False Colours
Page 19
At this point an entirely unexpected voice made itself heard. ‘What a fortunate circumstance that I haven’t gone out!’ said Miss Stavely. ‘Did you wish to see me, ma’am?’
Since Kit had been standing with his back to the door, his person obscuring Mrs Alperton’s view of it, neither of them had seen it open a little way, and Cressy slip softly into the room. Mrs Alperton started, and let her parasol fall to the floor; but Kit spun round, the nonchalance wiped suddenly from his face, to be succeeded by a look of consternation.
Smiling brightly upon him, Cressy advanced into the room. Involuntarily he put out a hand to check her, but she ignored it, and went to sit down in a chair facing Mrs Alperton across the empty hearth. ‘Pray forgive me for interrupting you!’ she said gracefully. ‘But you were speaking rather loudly, you know, ma’am, and I could not help but hear a little of what you were saying. I collect you have something you wish to tell me?’
‘No!’ said Kit.
Mrs Alperton, her high colour abating, glanced speculatively at him, before resuming her study of Cressy. There was an uncertain look in her eyes; and it was plainly to be seen that she was unable to decide whether Cressy’s entrance could be turned to pecuniary advantage, or whether it had effectually spiked her guns. She said slowly, and to gain time: ‘So you’re Stavely’s girl, are you? You don’t favour him much, by what I remember.’
Accepting this familiarity with unruffled calm, Cressy replied: ‘No, I am thought to resemble my mother. Now, what is it that you wish to say to me, if you please?’
‘As to that,’ said Mrs Alperton, ‘it’s not my wish to say anything to you, not bearing you any ill-will, nor being one to tell tales, unless I’m pushed to it.’ She transferred her gaze to Kit’s face, and said: ‘Maybe you’d prefer I kept mum, my lord?’
‘But I shouldn’t,’ intervened Cressy.
Mrs Alperton paid no heed to this, but continued to watch Kit maliciously. He met her eyes, and his own hardened. ‘I should infinitely prefer it,’ he said, ‘but I have warned you already that I am not a pigeon for your plucking! Take care what you’re about, Mrs Alperton! The glue won’t hold: you’ll bowl yourself out.’
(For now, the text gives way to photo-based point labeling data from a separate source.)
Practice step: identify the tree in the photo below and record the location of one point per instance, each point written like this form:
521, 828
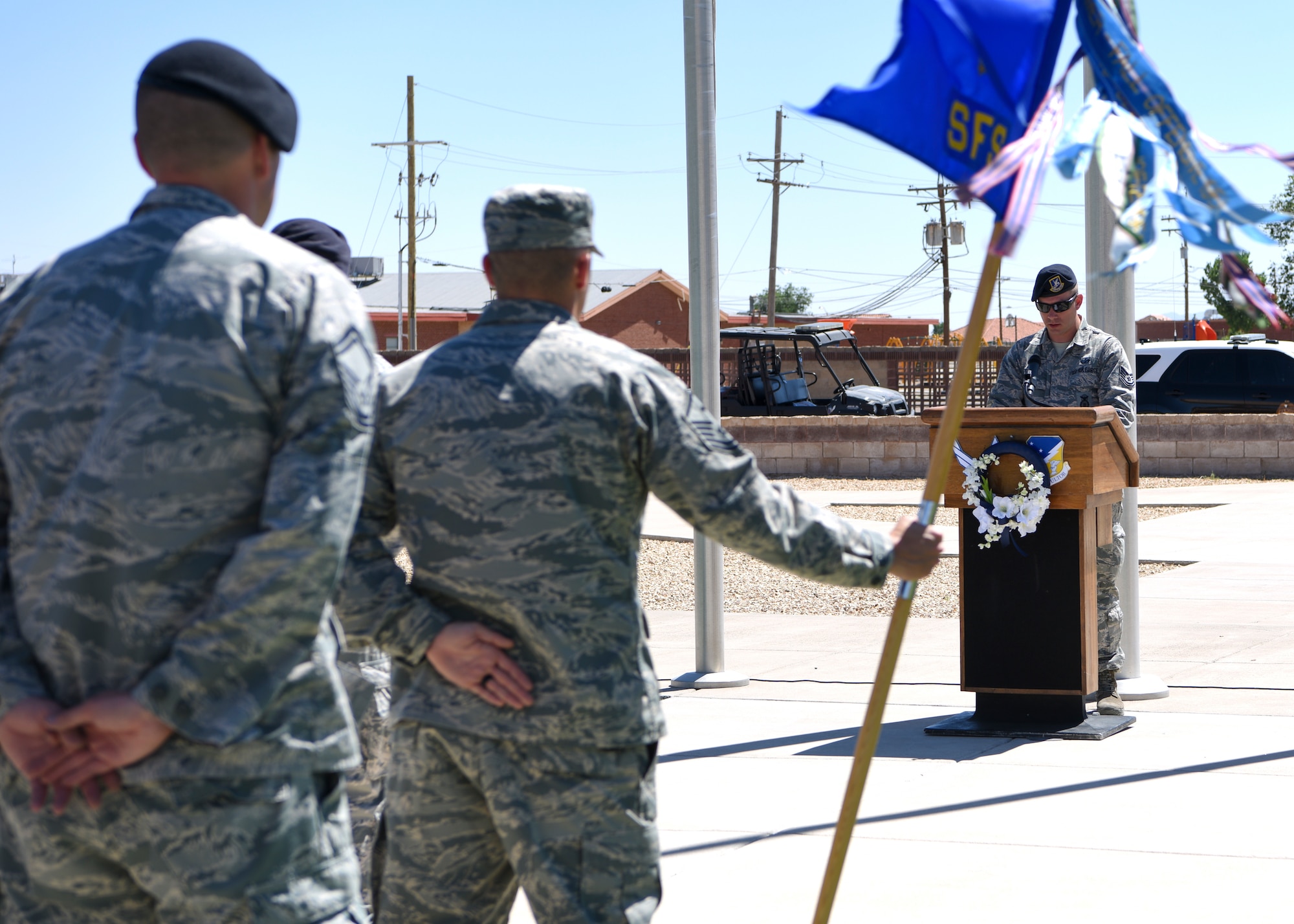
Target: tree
1239, 322
1280, 276
791, 301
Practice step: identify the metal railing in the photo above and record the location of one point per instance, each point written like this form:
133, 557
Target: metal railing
922, 375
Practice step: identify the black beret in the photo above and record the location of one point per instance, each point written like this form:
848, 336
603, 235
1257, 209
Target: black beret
320, 240
1054, 280
213, 72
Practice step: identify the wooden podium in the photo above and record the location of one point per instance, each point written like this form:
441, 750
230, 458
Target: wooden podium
1028, 609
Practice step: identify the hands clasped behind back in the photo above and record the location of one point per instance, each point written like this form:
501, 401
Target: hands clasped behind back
82, 747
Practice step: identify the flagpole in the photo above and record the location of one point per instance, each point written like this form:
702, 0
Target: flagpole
941, 459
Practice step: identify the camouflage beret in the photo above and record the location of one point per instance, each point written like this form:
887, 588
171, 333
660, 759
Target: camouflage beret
539, 218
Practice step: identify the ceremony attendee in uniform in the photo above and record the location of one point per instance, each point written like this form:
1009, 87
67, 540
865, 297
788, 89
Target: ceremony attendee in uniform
1072, 364
516, 463
367, 672
186, 416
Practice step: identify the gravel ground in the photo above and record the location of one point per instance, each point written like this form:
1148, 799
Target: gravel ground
890, 513
666, 583
919, 483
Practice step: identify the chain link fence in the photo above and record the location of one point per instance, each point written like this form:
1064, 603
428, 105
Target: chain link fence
922, 375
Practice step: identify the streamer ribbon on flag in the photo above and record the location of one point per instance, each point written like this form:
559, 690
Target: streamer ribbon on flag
1027, 160
1248, 291
1125, 76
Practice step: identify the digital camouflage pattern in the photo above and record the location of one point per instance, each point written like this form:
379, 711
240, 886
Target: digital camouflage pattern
265, 851
367, 675
1110, 614
517, 461
472, 819
1094, 371
539, 218
186, 413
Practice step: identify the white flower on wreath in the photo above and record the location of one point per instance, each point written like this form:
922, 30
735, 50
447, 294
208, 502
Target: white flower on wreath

‘Not before I’ve bowled you out!’ she declared venomously. ‘Which I’ll be glad to do, for I’m a mother myself, and it would go to my heart to see an innocent girl deceived like my poor Clara has been! Ah, my dear, you little know what a cozening rascal has been casting out his wicked lures to you!’
Kit leaned his shoulders against the wall, folded his arms across his chest, and resigned himself.
‘No, indeed!’ agreed Cressy. ‘Is Clara your daughter, ma’am?’
‘My daughter!’ said Mrs Alperton, in a throbbing voice. ‘Seduced by that villain, and left to starve without so much as a leave-taking!’
‘How very dreadful!’ said Cressy. ‘I must say I am astonished! I should never have thought he would have behaved so shabbily.’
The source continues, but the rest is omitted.